# AMUSE batch experiment
In this notebook the following steps are executed
* The auditory AMUSE dataset is loaded for a single subject.
* This calibration data is used to train a supervised LDA classifier with automatic (ledoit-wolf) regularisation. This classifier serves as a baseline
* _n_iterations number of EM updates are performed on the EM based unsupervised model. This model learns without labels on the online data.
### Notes
* Make sure that the data is downloaded and pre-processed before running this script.
* Possible subjects are: VPfce, VPkw, VPfaz, VPfcj, VPfcg, VPfar, VPfaw, VPfax, VPfcc, VPfcm, VPfas, VPfch, VPfcd, VPfca, VPfcb, VPfau, VPfci, VPfav, VPfat, VPfcl, VPfck

In [1]:
import numpy as np
import config
from tools.fileio import load
from decoder.erp_decoder import UnsupervisedEM, LDADecoder
from sklearn.metrics import roc_auc_score

subject = 'VPkw'
_n_iterations = 10
_n_commands = 6 # Keep this at 6!

## Load the data

In [2]:
data_calib, data_test = load('%s/amuse_%s.pkl'%(config._processed,subject))
_n_dim = np.prod(data_test.eeg.shape[2:])
x_train, y_train = data_calib.get_data_as_xy()
x, y = data_test.get_data_as_xy()
truth = data_test.target_stimulus

## Train and evaluate supervised baseline

In [None]:
lda_decoder = LDADecoder(_n_commands,x_train,y_train)
lda_decoder.add_data(data_test)
lda_auc = roc_auc_score(y, lda_decoder.apply_single_stimulus(x))
lda_acc = 100.0*np.mean(lda_decoder.predict_all_trials()==truth)
print('LDA Accuracy: %.2f'%lda_acc)
print('LDA single stimulus AUC: %.2f'%lda_auc)



LDA Accuracy: 96.97
LDA single stimulus AUC: 0.81


## Train an unsupervised model
This model receives the entire online data at once and performs updates on this. It is *not* an online experiment.
Please note that the model is randomly initialised and because of this it does not always converge to a good solution. There are however tricks available to mitigate this. 

In [None]:
em_decoder = UnsupervisedEM(_n_dim,_n_commands)
em_decoder.add_data(data_test)
print ('data is put into the decoder...')

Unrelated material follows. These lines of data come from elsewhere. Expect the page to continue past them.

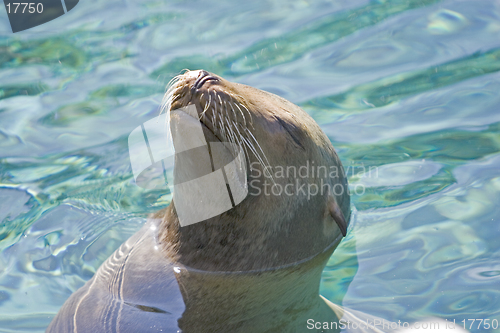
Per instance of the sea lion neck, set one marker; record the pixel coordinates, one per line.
(253, 301)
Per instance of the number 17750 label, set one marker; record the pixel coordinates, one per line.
(30, 5)
(25, 15)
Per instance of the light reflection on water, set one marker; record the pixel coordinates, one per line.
(408, 87)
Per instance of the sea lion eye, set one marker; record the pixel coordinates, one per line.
(203, 77)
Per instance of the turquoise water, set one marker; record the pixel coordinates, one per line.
(406, 90)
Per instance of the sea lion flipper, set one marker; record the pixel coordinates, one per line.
(337, 214)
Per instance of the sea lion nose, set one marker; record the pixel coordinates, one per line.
(203, 77)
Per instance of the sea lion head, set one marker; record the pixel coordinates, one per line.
(298, 202)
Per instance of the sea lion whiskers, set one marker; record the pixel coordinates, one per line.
(168, 97)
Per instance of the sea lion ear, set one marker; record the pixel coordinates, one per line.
(336, 214)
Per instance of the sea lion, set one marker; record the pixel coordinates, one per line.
(253, 268)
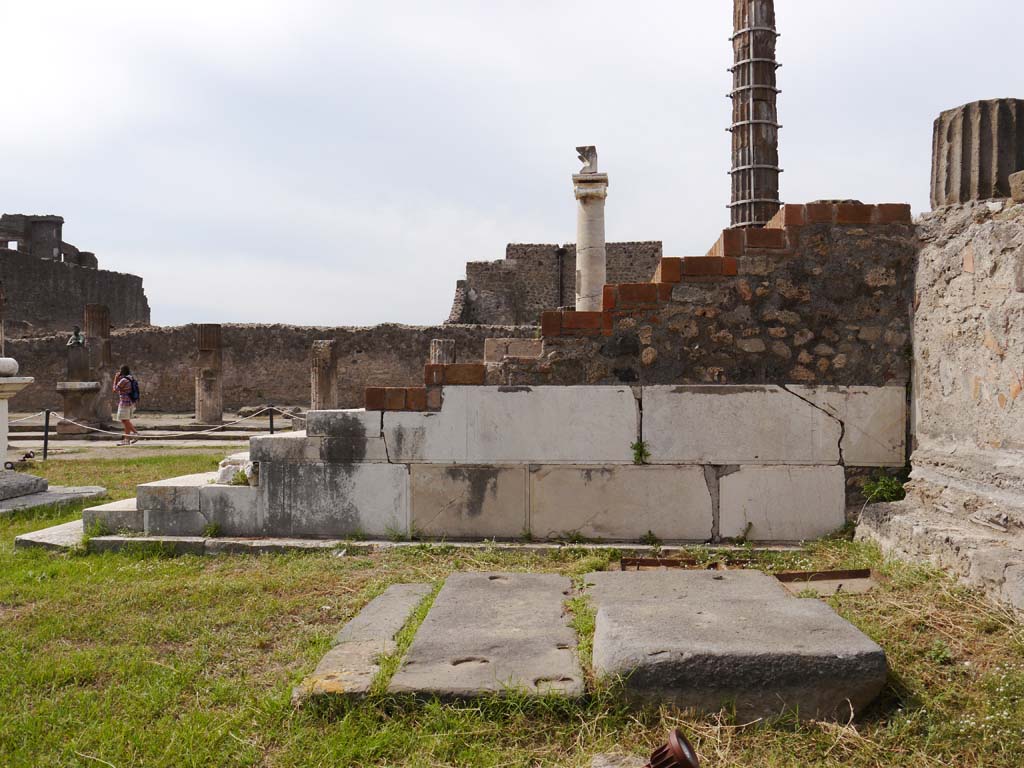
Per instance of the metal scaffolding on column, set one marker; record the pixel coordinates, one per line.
(755, 114)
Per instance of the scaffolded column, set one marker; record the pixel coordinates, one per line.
(755, 115)
(324, 376)
(209, 365)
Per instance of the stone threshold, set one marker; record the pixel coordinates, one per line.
(71, 535)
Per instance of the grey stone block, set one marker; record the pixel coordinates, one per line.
(350, 667)
(122, 515)
(493, 633)
(762, 657)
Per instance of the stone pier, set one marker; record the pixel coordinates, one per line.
(976, 147)
(209, 368)
(324, 376)
(591, 192)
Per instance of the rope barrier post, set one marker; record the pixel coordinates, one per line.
(46, 433)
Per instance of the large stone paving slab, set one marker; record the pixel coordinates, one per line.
(494, 633)
(715, 640)
(350, 667)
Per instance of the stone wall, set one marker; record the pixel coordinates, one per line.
(822, 297)
(535, 278)
(262, 364)
(46, 295)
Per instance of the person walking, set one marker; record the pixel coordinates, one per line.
(126, 387)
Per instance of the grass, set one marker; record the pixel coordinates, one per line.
(146, 660)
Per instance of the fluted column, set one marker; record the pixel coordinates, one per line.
(975, 150)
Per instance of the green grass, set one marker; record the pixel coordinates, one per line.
(150, 660)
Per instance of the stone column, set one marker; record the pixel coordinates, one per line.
(975, 150)
(591, 190)
(96, 328)
(441, 351)
(209, 365)
(324, 376)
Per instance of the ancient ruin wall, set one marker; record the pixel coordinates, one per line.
(969, 329)
(517, 289)
(46, 296)
(262, 364)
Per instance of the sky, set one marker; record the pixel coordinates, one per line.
(338, 163)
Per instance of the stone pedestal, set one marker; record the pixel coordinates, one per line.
(324, 376)
(80, 406)
(442, 351)
(13, 484)
(975, 150)
(591, 192)
(209, 365)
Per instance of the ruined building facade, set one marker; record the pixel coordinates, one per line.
(48, 282)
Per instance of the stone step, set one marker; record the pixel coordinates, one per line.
(705, 640)
(351, 665)
(495, 633)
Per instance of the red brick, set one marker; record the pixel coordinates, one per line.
(702, 265)
(765, 239)
(670, 270)
(851, 213)
(375, 398)
(394, 398)
(551, 324)
(894, 213)
(416, 398)
(608, 298)
(732, 243)
(631, 294)
(433, 374)
(465, 373)
(819, 213)
(582, 321)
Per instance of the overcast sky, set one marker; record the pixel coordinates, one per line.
(337, 163)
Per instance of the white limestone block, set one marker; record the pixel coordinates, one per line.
(736, 425)
(782, 504)
(621, 503)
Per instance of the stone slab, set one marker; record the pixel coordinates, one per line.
(518, 425)
(762, 657)
(333, 501)
(782, 504)
(352, 664)
(173, 495)
(56, 538)
(465, 502)
(116, 516)
(14, 484)
(680, 587)
(621, 503)
(493, 633)
(55, 496)
(726, 425)
(875, 421)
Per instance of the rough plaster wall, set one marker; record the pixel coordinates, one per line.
(969, 328)
(516, 290)
(262, 364)
(51, 296)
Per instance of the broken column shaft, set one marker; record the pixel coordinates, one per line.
(755, 115)
(324, 376)
(591, 192)
(975, 150)
(209, 365)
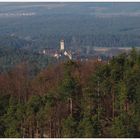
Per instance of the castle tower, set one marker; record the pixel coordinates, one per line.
(62, 45)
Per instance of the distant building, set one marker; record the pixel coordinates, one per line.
(62, 47)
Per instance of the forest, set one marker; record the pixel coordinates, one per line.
(73, 99)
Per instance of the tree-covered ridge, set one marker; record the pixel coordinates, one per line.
(73, 99)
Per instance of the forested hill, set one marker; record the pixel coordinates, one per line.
(73, 99)
(10, 56)
(80, 24)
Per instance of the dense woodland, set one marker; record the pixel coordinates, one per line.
(79, 24)
(73, 99)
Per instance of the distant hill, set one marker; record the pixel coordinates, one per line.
(81, 24)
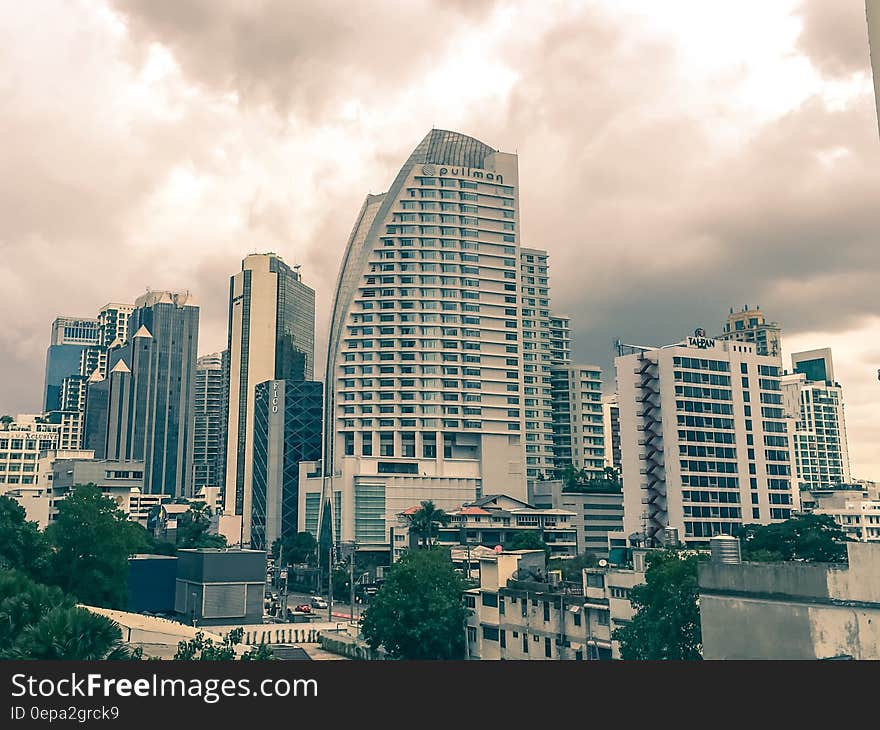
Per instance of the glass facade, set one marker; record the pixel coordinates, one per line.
(287, 431)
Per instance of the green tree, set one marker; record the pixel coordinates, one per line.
(71, 632)
(572, 567)
(41, 622)
(425, 522)
(811, 538)
(22, 603)
(341, 585)
(22, 545)
(92, 540)
(527, 540)
(666, 624)
(419, 612)
(193, 526)
(203, 649)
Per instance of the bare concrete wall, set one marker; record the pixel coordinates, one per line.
(735, 628)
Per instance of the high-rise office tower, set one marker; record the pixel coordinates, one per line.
(575, 397)
(271, 337)
(815, 400)
(70, 353)
(750, 325)
(209, 434)
(424, 368)
(872, 8)
(287, 432)
(113, 321)
(560, 339)
(148, 394)
(705, 440)
(537, 358)
(74, 354)
(578, 431)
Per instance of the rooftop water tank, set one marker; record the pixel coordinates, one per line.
(725, 549)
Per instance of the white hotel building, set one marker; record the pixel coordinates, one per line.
(425, 373)
(704, 438)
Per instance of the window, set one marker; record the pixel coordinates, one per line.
(386, 444)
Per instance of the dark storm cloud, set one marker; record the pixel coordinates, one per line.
(662, 200)
(834, 35)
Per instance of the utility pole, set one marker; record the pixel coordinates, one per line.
(351, 585)
(330, 582)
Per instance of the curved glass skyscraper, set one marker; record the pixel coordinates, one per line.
(424, 374)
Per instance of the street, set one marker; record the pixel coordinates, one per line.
(340, 610)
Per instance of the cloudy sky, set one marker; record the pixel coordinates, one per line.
(676, 158)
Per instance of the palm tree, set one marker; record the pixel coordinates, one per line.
(71, 633)
(425, 521)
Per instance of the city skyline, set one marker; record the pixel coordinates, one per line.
(765, 239)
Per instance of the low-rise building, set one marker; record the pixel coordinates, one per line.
(853, 507)
(607, 599)
(495, 520)
(220, 586)
(21, 441)
(792, 610)
(519, 612)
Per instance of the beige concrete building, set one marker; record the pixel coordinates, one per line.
(425, 381)
(750, 325)
(271, 337)
(855, 508)
(596, 512)
(706, 443)
(873, 16)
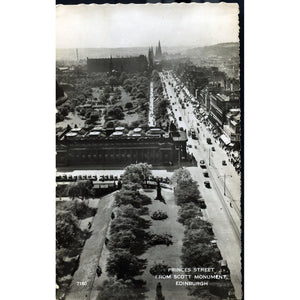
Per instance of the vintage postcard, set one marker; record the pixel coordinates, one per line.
(149, 152)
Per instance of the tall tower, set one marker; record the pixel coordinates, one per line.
(159, 50)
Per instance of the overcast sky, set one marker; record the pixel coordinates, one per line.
(135, 25)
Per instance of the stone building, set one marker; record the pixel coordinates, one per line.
(119, 64)
(88, 148)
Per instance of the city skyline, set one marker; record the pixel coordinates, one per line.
(175, 25)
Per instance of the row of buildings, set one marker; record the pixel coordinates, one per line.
(116, 146)
(219, 100)
(129, 64)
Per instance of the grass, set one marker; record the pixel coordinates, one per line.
(168, 255)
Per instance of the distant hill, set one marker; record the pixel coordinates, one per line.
(69, 54)
(225, 50)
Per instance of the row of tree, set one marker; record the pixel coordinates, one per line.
(197, 249)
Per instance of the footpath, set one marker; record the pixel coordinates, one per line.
(83, 278)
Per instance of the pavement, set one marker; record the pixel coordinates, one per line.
(84, 277)
(151, 121)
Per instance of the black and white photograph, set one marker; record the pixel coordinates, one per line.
(149, 152)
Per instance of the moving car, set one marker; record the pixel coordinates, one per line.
(224, 267)
(207, 184)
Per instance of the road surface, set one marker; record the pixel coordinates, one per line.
(225, 219)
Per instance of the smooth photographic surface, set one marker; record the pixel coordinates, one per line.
(148, 152)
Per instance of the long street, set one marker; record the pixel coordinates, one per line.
(151, 120)
(225, 219)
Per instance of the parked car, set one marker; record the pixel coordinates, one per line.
(207, 184)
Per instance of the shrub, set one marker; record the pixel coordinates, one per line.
(188, 212)
(129, 105)
(160, 239)
(124, 265)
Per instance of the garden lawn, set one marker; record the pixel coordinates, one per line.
(169, 255)
(89, 258)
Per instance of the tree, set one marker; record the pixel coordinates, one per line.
(123, 77)
(120, 290)
(187, 212)
(199, 255)
(113, 81)
(68, 233)
(124, 265)
(125, 239)
(116, 112)
(187, 191)
(129, 105)
(81, 189)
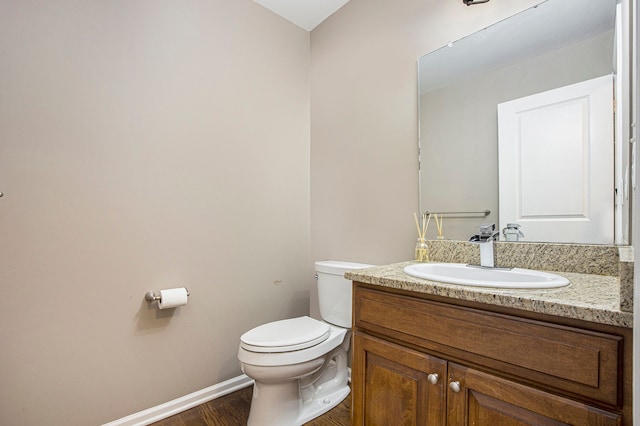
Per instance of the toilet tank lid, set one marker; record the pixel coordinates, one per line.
(339, 267)
(286, 335)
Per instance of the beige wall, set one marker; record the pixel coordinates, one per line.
(152, 144)
(144, 145)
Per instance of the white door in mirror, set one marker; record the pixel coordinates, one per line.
(556, 163)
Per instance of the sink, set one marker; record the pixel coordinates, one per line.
(463, 274)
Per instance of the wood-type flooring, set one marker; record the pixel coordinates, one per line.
(233, 410)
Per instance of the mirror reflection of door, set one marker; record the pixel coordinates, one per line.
(556, 159)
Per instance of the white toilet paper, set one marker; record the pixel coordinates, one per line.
(172, 298)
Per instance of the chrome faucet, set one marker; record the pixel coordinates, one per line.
(486, 240)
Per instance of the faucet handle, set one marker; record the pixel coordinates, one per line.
(487, 229)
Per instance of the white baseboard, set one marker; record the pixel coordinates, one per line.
(184, 403)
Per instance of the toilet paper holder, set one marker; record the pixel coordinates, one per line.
(150, 296)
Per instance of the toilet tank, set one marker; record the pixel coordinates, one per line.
(334, 291)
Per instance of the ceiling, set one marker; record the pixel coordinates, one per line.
(305, 13)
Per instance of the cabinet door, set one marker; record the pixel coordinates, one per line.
(393, 385)
(480, 399)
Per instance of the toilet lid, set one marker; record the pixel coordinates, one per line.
(285, 335)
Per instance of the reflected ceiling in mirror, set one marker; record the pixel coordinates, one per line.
(554, 44)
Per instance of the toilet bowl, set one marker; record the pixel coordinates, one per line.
(299, 365)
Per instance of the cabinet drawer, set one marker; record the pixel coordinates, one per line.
(577, 361)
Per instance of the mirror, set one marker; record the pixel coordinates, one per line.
(554, 44)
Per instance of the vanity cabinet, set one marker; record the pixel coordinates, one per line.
(423, 360)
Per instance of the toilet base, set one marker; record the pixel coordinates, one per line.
(299, 400)
(314, 408)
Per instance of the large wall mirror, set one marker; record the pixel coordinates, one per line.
(485, 152)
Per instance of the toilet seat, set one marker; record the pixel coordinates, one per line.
(285, 335)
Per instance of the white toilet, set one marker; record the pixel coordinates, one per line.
(299, 365)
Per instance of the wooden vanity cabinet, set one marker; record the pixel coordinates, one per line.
(420, 361)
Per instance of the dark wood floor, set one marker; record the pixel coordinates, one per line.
(233, 410)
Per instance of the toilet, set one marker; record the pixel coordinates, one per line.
(299, 365)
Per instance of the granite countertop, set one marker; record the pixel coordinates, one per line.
(588, 297)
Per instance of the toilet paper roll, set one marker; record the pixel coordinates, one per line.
(172, 298)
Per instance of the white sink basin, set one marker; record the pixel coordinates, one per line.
(462, 274)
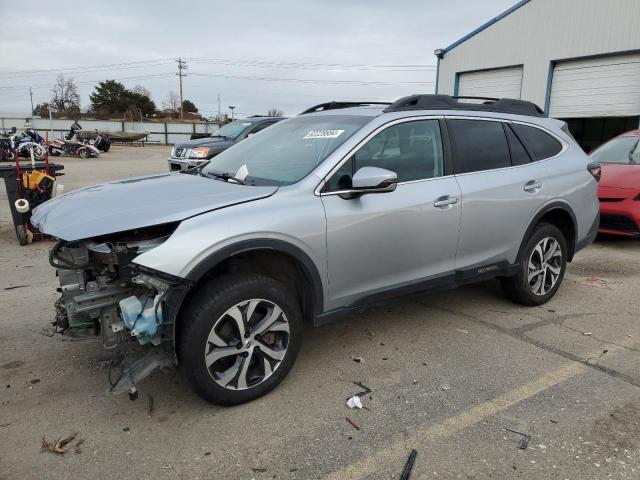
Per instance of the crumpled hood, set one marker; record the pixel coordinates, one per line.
(138, 202)
(211, 142)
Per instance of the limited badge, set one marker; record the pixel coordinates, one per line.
(323, 134)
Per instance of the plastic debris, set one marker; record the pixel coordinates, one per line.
(354, 402)
(523, 443)
(58, 445)
(353, 424)
(408, 466)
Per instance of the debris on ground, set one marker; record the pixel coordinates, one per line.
(353, 424)
(354, 402)
(76, 446)
(58, 445)
(408, 466)
(150, 405)
(596, 282)
(523, 443)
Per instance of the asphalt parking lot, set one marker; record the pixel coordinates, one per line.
(448, 373)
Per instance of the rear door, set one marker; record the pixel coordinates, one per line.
(386, 241)
(502, 186)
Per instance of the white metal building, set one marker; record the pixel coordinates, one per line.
(577, 59)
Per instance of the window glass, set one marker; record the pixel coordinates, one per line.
(287, 151)
(261, 126)
(413, 150)
(519, 155)
(539, 144)
(480, 145)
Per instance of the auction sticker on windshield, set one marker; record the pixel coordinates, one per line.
(323, 134)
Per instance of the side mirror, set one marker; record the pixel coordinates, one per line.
(372, 180)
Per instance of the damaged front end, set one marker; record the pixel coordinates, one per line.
(103, 293)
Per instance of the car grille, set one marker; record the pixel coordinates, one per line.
(618, 222)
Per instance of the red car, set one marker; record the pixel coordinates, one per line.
(619, 187)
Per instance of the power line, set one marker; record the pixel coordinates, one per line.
(182, 65)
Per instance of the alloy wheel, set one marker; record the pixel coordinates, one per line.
(247, 344)
(545, 265)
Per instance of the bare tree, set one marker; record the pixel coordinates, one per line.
(140, 90)
(172, 101)
(65, 97)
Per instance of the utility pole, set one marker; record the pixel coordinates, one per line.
(182, 65)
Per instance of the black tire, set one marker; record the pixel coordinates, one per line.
(208, 304)
(517, 287)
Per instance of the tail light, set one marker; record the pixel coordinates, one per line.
(595, 169)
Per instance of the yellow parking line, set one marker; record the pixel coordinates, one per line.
(396, 450)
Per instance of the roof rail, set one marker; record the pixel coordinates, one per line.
(446, 102)
(336, 105)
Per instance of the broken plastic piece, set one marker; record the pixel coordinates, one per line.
(139, 370)
(523, 443)
(354, 402)
(408, 466)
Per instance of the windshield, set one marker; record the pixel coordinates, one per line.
(232, 130)
(286, 152)
(619, 150)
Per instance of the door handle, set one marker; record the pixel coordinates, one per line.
(445, 201)
(532, 186)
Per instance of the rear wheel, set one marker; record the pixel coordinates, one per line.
(542, 264)
(240, 338)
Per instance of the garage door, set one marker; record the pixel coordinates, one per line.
(602, 87)
(499, 83)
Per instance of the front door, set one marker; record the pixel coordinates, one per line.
(381, 242)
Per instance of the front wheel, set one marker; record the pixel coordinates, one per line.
(241, 336)
(543, 261)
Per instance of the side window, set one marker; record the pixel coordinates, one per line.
(261, 126)
(519, 155)
(539, 144)
(479, 145)
(413, 150)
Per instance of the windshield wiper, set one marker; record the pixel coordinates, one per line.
(222, 175)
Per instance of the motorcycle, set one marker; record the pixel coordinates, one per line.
(101, 143)
(73, 148)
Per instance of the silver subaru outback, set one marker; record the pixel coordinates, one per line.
(217, 268)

for i in range(_n_iterations):
    em_decoder.update_decoder()
    pred = em_decoder.predict_all_trials()
    print "it: %d\nEM:  symbol acc: %.2f, auc: %.2f,\nLDA: symbol acc: %.2f, auc: %.2f"%(i, 100.0*np.mean(pred==truth),roc_auc_score(y, em_decoder.apply_single_stimulus(x)),lda_acc,lda_auc)

data is put into the decoder...
it: 0
EM:  symbol acc: 13.64, auc: 0.51,
LDA: symbol acc: 96.97, auc: 0.81
it: 1
EM:  symbol acc: 15.15, auc: 0.51,
LDA: symbol acc: 96.97, auc: 0.81
it: 2
EM:  symbol acc: 18.18, auc: 0.52,
LDA: symbol acc: 96.97, auc: 0.81
it: 3
EM:  symbol acc: 24.24, auc: 0.54,
LDA: symbol acc: 96.97, auc: 0.81
it: 4
EM:  symbol acc: 34.85, auc: 0.58,
LDA: symbol acc: 96.97, auc: 0.81
it: 5
EM:  symbol acc: 48.48, auc: 0.63,
LDA: symbol acc: 96.97, auc: 0.81
it: 6
EM:  symbol acc: 71.21, auc: 0.70,
LDA: symbol acc: 96.97, auc: 0.81
it: 7
EM:  symbol acc: 95.45, auc: 0.77,
LDA: symbol acc: 96.97, auc: 0.81
it: 8
EM:  symbol acc: 96.97, auc: 0.79,
LDA: symbol acc: 96.97, auc: 0.81
it: 9
EM:  symbol acc: 96.97, auc: 0.79,
LDA: symbol acc: 96.97, auc: 0.81